Editorial: Removing ‘subversive’ books

·2 min read

THE University of the Philippines (UP) System’s library council recently urged all libraries in the country to defend their institutions from any form of censorship, and to resist any actions that will compromise academic freedom.

UP’s University Library Council issued the statement expressing its strong opposition to the memorandum issued by the Commission on Higher Education in Cordillera Administrative Region (Ched-CAR), which encourages colleges and universities in the region to join the removal of subversive materials both in library and online platforms.

The Ched-CAR memo defines subversive materials as “literatures, references, publications, resources and items that contain pervasive ideologies of the Communist-Terrorist groups.”

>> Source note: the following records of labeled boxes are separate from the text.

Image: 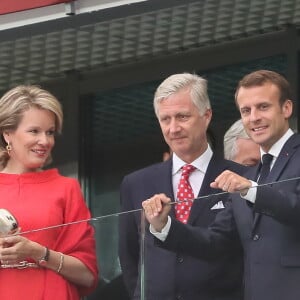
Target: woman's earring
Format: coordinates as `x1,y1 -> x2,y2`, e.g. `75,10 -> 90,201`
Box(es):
6,142 -> 11,155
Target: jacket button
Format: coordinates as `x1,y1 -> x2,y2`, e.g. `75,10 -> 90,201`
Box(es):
177,256 -> 183,263
253,234 -> 260,241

It fears that these materials could radicalize the minds of students, and its call is aimed at supporting President Rodrigo Duterte administration’s “whole-of-nation approach in attaining inclusive and sustainable peace, creating the National Task Force to End Local Communist Armed Conflict.”

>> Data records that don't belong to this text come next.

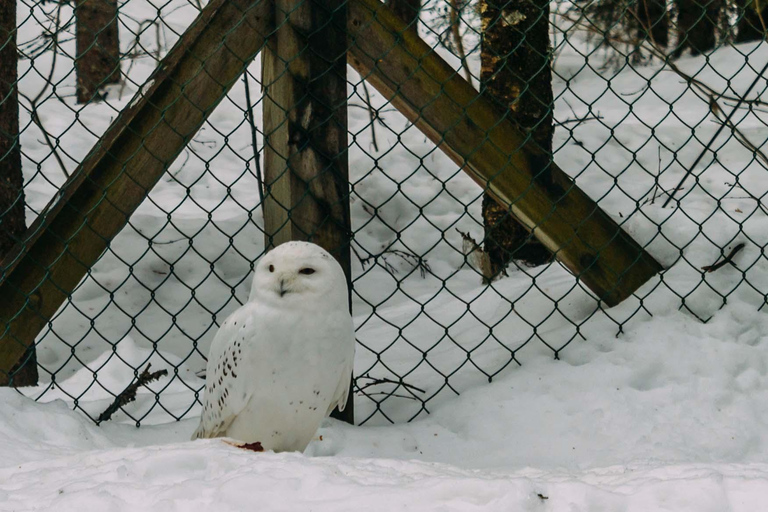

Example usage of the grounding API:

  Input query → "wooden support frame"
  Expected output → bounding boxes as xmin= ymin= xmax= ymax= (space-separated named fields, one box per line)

xmin=347 ymin=0 xmax=663 ymax=306
xmin=0 ymin=0 xmax=662 ymax=385
xmin=261 ymin=0 xmax=354 ymax=424
xmin=0 ymin=0 xmax=272 ymax=385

Ched Chairman Prospero de Vera III defended the Ched-CAR memorandum after it was criticized by UP Diliman officials, saying removal of red-tagged reading materials is also an exercise of academic freedom.

The Ched-CAR’s memo does not name the title of books that are considered subversive, a broad term. There are several books that espouse the communist ideology. Some of the enduring books were written by communism’s father Karl Marx, and the ideology’s famous and notorious adherents such as Vladimir Lenin, Joseph Stalin and Mao Zedong, and the Philippines’ Jose Maria Sison.

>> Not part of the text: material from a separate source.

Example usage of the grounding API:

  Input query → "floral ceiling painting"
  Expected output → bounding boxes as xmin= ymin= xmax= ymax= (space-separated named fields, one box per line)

The Ched-CAR is clever in not using language that sounds dictatorial. It used the term “encouraged” in its memo, implying that the schools may or may not follow. Not-so-brave universities could join the Ched-CAR’s call, perhaps to avoid being red-tagged.

If banning subversive reading materials from libraries would become a reality, individuals (including political science students) who want to understand the lives and philosophies of “subversive” individuals could resort to the internet.

There are tons of “subversive” materials on the internet. Would the government ban the internet too? Authoritarian regimes in the world control the internet in their areas as they fear it—the internet is a vast space of ideas where seeds of discontent could grow.

In a democratic society, reading a book is one of the joys that a citizen could enjoy. Knowledge is the light bulb of the mind. A democratic society must allow its people to read everything they want to read. Being equipped with knowledge about different philosophies and ideologies could make a person an understanding human being along the way.

The word subversive means “trying to destroy or damage something, especially an established political system.” Reading “subversive” material does not necessarily make one a subversive person. Reading Marx and Friedrich Engels’ “Communist Manifesto” does not necessarily make one a communist. Likewise, reading the Bible every day does not necessarily make a person a holy human being.